I had a problem with THE EDUCATION OF CHARLIE BANKS right off the bat, namely that it was directed by Fred Durst. Why the heck should I want to waste my time watching some lame flick by the frontman for Limp Bizkit? Fortunately, though, this feeling began to fade as soon as it became clear that the guy knows what he's doing behind the camera. His direction is sharp, unobtrusive, and efficient. He gets style points for coming up with an impressive shot now and then, such as the long take in the party scene early on. And he doesn't make his camera guys dance around like they have to pee really bad. So, Durst is good--no problem there.

After a brief New York prologue in which nerdy Charlie Banks (Jesse Eisenberg) secretly rats to the cops on neighborhood tough guy Mick Leary (Jason Ritter) for almost killing a couple of guys at a party, we get transported to a nice ivy-covered university campus somewhere in Rhode Island. It's here that Charlie and his childhood buddy Danny (Chris Marquette) are going about their lives as studious dorm mates, when suddenly Mick shows up looking for a place to lay low for a few days.

Charlie, worried that this brawny, unstable mook might smell a rat, finds Mick's presence even more unpleasant when he starts moving in on the girl of his dreams, Mary (Eva Amurri), and she responds to Mick's bad-boy charms. Making things worse is the fact that Mick hates rich kids, and of course Charlie and Danny have just started hanging out with the poster boy for the idle rich, Leo (Sebastian Stan), who thinks it's fun to spend 200 grand on a small yacht so that they can all play pirates.

Thus, we wait on pins and needles for this volatile situation to erupt into shocking and needless violence, which, of course, it eventually does, just as Charlie and Mary very obviously foreshadow while discussing "The Great Gatsby." Until then, we observe Mick interacting with these normal college kids and try to understand what makes Mick tick. We know he's had a rough upbringing--"no father, sketchy mother" as the police describe it--and that he's got a serious anger management problem. When we first see him back in New York he's admired by the other guys and fawned over by the girls, but only for his ability to cripple anyone who crosses him.

The sad thing is, he can be a pretty charming guy when he isn't enraged. Not only does he seem to yearn to fit in with Charlie's wealthy, intelligent friends, but he apparently wants to be friends with normal, nerdy Charlie. During all of this, though, he's like a wolf palling around with a flock of sheep, and Charlie knows it as well as we do.
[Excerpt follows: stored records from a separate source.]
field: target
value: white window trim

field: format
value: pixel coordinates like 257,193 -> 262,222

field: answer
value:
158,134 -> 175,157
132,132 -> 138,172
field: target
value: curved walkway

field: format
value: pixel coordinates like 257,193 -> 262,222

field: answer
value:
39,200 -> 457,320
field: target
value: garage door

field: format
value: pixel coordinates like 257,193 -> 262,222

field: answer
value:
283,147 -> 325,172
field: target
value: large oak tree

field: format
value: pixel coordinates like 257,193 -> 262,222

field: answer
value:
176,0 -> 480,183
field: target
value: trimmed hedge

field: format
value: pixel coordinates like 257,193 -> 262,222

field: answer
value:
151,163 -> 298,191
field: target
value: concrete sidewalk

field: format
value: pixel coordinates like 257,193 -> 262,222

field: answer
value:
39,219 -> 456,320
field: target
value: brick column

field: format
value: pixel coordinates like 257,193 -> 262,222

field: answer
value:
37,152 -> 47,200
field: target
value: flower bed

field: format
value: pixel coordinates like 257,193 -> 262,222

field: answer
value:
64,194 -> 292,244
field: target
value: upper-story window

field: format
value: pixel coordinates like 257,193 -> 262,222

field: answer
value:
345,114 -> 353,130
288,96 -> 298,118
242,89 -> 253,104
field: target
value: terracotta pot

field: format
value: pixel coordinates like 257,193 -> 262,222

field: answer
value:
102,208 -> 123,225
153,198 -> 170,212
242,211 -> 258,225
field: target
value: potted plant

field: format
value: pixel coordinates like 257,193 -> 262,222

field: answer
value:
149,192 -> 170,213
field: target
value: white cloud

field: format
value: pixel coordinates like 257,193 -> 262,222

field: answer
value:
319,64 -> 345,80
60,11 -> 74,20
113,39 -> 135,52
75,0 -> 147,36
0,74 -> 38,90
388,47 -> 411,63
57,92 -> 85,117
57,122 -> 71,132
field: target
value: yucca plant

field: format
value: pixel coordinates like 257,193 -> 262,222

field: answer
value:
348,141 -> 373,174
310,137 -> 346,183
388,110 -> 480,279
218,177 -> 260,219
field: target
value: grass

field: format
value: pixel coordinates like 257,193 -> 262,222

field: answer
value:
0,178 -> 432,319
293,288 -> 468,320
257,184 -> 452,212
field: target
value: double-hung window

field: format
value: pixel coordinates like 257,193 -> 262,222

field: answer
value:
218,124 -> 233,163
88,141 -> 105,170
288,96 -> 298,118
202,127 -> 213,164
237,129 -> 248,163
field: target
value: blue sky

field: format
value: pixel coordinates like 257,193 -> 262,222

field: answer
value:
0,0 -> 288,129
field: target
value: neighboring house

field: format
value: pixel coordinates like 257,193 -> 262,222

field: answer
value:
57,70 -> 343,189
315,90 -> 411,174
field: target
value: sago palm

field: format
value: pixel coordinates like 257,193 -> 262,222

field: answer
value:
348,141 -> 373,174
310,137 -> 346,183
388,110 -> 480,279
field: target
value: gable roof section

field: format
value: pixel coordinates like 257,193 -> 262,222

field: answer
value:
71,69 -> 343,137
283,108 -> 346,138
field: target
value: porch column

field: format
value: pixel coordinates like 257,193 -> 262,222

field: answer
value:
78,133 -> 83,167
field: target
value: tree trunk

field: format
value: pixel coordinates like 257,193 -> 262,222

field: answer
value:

Jason Ritter wisely plays Mick without the standard tough-guy act, which makes the character a lot more interesting and unpredictable. The movie takes place in the 70s and 80s, and the first time we see him he looks more like he just stepped off the disco floor than out of an alleyway. Later he adopts the preppy look after Leo gives him some of his old clothes. Ritter is good at conveying Mick's hair-trigger demeanor and keeping us on edge every time a drunken Leo gets too annoying or a romantic encounter with Mary starts to get too physical. Jesse Eisenberg, who reminds me a little of a young Mike Kellin, is also very good as Charlie, and the rest of the cast does a great job with their characters as well.

The DVD from Anchor Bay Entertainment is 1.78: 1 anamorphic widescreen with 5.1 and 2.0 Dolby Digital sound. Subtitles are available in both English for the hearing-impaired and Spanish. There's an interview featurette, "Conversations Behind 'The Education of Charlie Banks'", and a commentary track featuring Durst and Ritter, which is interesting although they sometimes have a little trouble articulating what they want to say.

Much of the movie is about Mick's efforts to be a part of this group of people for whom he also feels a deep-seated resentment. It's sad that under different circumstances, he might very well have been a bright college student with a future instead of a blunt instrument with a bad attitude. Charlie's education, thanks to Mick, is a tortured process of dealing with complex emotions and relationships, and doing the right thing despite grave risks. THE EDUCATION OF CHARLIE BANKS is a mature work that bodes well for everyone involved--especially Fred Durst, who doesn't just have to be that guy from Limp Bizkit anymore.